Johnson Steven, Deane Janet E, Lea Susan M
Laboratory of Molecular Biophysics, Department of Biochemistry, South Parks Road, Oxford OX1 3QU, UK.
Curr Opin Struct Biol. 2005 Dec;15(6):700-7. doi: 10.1016/j.sbi.2005.10.007. Epub 2005 Nov 2.

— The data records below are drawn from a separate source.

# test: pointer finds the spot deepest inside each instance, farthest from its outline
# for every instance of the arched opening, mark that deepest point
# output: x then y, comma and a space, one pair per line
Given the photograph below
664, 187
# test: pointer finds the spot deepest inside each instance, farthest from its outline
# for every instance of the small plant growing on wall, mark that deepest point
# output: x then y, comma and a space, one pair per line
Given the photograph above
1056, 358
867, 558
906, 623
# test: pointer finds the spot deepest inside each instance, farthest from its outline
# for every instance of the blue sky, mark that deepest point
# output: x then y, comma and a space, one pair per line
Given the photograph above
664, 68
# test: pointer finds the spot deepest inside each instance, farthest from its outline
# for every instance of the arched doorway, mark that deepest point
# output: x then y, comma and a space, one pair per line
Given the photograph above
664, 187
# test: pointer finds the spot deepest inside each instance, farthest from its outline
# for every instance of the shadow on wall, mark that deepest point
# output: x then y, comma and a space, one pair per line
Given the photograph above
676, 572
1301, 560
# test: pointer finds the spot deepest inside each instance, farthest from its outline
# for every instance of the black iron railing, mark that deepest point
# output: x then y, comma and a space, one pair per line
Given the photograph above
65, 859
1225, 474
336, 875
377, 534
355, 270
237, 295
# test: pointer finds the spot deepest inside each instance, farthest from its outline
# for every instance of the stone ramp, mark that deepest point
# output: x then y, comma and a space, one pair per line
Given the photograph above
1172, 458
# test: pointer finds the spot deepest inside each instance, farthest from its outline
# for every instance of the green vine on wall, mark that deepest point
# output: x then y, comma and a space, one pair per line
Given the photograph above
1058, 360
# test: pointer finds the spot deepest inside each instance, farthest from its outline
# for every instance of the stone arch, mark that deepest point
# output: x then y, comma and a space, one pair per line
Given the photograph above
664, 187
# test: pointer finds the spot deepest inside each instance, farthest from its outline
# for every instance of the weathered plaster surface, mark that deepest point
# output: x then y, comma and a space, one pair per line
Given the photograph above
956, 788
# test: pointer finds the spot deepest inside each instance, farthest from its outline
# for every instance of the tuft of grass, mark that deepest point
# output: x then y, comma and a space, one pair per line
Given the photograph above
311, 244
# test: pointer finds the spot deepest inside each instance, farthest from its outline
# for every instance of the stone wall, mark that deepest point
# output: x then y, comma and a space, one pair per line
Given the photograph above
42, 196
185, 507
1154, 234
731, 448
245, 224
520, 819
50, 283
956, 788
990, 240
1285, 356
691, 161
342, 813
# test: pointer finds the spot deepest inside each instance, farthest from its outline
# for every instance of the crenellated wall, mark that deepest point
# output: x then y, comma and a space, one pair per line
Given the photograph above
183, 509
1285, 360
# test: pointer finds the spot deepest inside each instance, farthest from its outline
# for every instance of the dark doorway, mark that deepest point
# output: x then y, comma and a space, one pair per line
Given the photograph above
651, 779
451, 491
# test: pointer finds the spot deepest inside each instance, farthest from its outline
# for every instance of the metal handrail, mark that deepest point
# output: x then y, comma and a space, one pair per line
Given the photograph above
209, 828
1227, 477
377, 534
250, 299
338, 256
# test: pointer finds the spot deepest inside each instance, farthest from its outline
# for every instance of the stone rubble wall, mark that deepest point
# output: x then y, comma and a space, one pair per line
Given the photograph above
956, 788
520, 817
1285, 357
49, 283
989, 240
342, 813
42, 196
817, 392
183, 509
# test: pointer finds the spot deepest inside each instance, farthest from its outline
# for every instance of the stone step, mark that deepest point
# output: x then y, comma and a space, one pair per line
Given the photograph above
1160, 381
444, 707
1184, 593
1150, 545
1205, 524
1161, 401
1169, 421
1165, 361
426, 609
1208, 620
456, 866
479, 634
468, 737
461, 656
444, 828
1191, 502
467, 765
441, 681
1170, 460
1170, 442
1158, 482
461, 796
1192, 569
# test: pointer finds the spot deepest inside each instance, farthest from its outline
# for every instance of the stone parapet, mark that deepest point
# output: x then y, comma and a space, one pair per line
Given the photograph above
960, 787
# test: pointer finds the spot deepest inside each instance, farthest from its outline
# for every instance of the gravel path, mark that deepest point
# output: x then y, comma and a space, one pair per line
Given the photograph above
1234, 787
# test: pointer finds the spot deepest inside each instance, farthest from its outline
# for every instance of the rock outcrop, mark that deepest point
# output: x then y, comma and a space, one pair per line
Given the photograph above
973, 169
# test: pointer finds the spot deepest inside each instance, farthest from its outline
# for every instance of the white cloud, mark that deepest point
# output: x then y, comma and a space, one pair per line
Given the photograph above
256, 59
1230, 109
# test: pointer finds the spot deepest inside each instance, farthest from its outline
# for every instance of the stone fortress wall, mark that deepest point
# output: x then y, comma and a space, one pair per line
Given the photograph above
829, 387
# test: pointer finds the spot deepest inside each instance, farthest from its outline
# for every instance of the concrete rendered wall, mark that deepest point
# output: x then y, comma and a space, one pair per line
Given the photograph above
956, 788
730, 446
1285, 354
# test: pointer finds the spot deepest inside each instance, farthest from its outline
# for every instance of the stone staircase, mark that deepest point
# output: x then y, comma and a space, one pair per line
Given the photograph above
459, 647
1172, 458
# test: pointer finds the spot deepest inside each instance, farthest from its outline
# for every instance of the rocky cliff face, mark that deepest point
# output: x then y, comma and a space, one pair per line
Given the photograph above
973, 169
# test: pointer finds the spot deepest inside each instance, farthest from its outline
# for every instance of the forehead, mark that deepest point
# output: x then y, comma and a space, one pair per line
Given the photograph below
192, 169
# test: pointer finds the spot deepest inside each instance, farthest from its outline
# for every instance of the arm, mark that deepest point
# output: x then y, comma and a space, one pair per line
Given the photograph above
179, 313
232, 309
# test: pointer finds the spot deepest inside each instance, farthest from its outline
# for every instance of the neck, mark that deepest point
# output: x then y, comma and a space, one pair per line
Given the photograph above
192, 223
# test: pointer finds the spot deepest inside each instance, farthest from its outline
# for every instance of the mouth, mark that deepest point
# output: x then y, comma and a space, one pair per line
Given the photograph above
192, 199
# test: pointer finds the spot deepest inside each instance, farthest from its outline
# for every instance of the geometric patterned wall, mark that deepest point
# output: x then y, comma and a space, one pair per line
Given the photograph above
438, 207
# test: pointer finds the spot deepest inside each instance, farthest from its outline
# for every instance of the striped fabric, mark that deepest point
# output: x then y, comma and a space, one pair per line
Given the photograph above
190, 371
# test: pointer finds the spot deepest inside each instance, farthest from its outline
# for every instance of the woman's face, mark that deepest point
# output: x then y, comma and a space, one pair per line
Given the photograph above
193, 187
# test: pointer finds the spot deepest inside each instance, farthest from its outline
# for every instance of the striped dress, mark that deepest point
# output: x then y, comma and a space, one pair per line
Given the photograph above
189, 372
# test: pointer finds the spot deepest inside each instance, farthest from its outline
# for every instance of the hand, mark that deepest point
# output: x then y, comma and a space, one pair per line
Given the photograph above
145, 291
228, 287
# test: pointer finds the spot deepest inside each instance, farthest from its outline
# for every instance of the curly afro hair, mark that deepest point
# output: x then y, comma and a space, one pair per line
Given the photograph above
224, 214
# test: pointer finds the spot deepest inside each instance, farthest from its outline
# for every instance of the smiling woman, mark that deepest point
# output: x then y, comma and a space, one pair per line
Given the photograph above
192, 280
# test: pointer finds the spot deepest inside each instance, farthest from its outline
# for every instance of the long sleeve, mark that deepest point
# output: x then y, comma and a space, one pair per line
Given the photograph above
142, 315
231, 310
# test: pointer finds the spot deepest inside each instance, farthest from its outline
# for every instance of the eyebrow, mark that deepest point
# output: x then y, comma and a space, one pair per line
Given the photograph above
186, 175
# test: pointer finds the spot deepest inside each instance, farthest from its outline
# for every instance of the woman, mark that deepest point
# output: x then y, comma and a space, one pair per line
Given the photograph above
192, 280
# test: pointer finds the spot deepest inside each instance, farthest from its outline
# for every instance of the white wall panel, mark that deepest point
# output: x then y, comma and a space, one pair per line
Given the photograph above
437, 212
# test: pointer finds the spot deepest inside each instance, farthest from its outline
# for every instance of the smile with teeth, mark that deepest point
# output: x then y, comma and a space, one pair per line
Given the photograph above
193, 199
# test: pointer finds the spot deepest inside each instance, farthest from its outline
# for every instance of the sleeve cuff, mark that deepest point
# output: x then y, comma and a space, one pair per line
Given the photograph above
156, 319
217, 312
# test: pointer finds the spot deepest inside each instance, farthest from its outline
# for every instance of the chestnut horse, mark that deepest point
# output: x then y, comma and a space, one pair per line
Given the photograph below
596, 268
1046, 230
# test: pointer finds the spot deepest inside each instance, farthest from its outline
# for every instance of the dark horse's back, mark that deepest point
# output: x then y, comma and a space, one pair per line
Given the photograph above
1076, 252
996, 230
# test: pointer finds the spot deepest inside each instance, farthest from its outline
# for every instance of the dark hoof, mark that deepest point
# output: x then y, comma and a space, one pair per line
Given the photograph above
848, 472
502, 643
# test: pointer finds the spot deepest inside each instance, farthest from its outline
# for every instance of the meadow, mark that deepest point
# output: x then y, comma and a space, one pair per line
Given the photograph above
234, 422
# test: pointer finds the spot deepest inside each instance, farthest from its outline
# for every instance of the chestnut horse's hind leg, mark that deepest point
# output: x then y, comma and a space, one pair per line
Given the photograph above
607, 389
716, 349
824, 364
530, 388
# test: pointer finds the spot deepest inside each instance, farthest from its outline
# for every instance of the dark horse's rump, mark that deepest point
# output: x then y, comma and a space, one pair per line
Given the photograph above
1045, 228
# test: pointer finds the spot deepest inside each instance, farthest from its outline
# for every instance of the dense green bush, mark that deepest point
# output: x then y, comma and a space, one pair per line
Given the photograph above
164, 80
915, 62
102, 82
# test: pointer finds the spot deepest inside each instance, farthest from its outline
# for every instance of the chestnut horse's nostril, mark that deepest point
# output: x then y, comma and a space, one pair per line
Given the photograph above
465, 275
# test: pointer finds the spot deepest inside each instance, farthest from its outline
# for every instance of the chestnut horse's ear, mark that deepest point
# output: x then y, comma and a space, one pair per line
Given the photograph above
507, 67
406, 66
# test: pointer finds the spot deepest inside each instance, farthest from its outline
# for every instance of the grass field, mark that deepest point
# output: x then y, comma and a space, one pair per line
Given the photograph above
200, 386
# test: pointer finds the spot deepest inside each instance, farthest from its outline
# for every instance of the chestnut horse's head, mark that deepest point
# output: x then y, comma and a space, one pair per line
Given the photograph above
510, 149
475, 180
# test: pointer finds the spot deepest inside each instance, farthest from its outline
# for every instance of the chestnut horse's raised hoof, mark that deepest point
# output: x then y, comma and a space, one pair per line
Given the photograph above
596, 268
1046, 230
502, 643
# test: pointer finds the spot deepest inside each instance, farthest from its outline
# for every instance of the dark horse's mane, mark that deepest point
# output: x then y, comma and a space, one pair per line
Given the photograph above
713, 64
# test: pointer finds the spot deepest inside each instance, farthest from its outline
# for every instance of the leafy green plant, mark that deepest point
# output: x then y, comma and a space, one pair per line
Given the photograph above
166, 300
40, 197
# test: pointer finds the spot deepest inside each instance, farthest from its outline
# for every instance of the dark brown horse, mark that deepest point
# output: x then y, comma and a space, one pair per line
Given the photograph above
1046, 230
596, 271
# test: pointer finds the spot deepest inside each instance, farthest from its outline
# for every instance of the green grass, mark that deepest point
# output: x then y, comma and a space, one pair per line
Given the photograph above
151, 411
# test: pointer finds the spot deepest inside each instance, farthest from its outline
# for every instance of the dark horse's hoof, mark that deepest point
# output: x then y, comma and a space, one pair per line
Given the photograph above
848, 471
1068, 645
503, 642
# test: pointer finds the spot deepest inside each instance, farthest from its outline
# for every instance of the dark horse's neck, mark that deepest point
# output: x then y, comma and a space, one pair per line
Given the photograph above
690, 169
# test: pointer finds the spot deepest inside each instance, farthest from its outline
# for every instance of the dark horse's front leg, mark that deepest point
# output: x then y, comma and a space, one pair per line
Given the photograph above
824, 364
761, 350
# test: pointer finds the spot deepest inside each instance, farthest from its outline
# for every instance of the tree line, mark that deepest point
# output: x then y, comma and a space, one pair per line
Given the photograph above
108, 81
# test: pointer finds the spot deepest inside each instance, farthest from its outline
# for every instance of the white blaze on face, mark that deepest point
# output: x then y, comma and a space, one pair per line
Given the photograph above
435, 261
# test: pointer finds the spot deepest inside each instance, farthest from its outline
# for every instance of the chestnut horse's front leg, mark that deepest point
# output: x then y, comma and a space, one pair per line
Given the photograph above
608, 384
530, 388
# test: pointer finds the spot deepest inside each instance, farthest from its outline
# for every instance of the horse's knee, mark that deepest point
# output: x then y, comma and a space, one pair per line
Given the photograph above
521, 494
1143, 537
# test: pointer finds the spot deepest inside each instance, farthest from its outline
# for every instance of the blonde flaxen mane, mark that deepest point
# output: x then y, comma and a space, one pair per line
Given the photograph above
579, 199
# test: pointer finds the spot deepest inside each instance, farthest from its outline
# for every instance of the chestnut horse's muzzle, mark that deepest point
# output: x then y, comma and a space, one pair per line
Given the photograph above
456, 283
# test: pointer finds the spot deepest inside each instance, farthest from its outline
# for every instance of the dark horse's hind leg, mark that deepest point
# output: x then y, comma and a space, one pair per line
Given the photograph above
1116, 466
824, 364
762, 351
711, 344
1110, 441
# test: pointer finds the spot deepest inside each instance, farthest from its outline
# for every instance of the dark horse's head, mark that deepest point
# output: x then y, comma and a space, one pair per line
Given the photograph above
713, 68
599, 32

Many Gram-negative pathogens translocate virulence proteins directly into host cells using a type III secretion system. This complex secretion machinery is composed of approximately 25 different proteins that assemble to span both bacterial membranes, and contact the host cell to form a direct channel between the bacterial and host cell cytoplasms. Assembly of the system and efficient secretion of virulence proteins through this apparatus require specific chaperones. Although the machinery is morphologically conserved among all bacteria, the secreted proteins vary widely and are responsible for the range of diseases caused by bacterial pathogens. Recent structures have given insights into important chaperone and effector proteins, as well as revealing the first atomic structures of portions of the secretion machinery itself.
许多革兰氏阴性病原体利用III型分泌系统将毒力蛋白直接转运到宿主细胞中。这种复杂的分泌机制由大约25种不同的蛋白质组成,这些蛋白质组装起来跨越细菌的两层膜,并与宿主细胞接触,在细菌和宿主细胞的细胞质之间形成一条直接通道。该系统的组装以及通过该装置有效分泌毒力蛋白需要特定的分子伴侣。尽管该机制在所有细菌中形态上是保守的,但分泌的蛋白质差异很大,并且是导致细菌病原体引发各种疾病的原因。最近的结构研究深入了解了重要的分子伴侣和效应蛋白,同时也揭示了分泌机制本身部分结构的首个原子结构。